During those years, Alan Wong’s is where I sent visitors, but I would find myself most often at Town. After a while, when you live in Hawai‘i, you don’t need to be reminded of where you are—you just want a perfect plate of pasta. Or Caldiero’s famous gnocchi. And over time, Town became less derivative of San Francisco restaurants; it developed its own identity, slipping in more indigenous ingredients, as in roast ‘ulu or a limu salsa verde.
SEE ALSO: Ed Kenney of Mud Hen Water Is Hawai‘i’s Restaurateur of the Year
Of course, this is only a eulogy for the physical restaurants Alan Wong’s and Town—Wong says that despite closing his last brick-and-mortar restaurant, he’s not retiring, and Caldiero and Kenney still have Mud Hen Water, Kaimukī Superette and Mahina & Sun’s. The chefs will continue and evolve their philosophies in other forms. But Alan Wong’s and Town were their very first restaurants.
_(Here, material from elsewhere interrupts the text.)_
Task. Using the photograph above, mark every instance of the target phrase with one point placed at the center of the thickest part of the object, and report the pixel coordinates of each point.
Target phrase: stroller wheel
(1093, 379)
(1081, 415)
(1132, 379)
Ones they built despite skepticism—Wong’s friends thought he was crazy opening a restaurant on the third floor of a nondescript office building, while the late HONOLULU editor and food critic John Heckathorn wrote in his review of Town that he hated it. But each restaurant eventually resonated so strongly that they became part of Hawai‘i’s story—when people wrote about Hawai‘i’s restaurants, they inevitably singled out Alan Wong’s and Town.
There are some restaurants that we go to for pure enjoyment, for taste and pleasure, and there are some that last because they also address the best part of ourselves and tell the stories we want to believe in. Alan Wong’s and Town were both.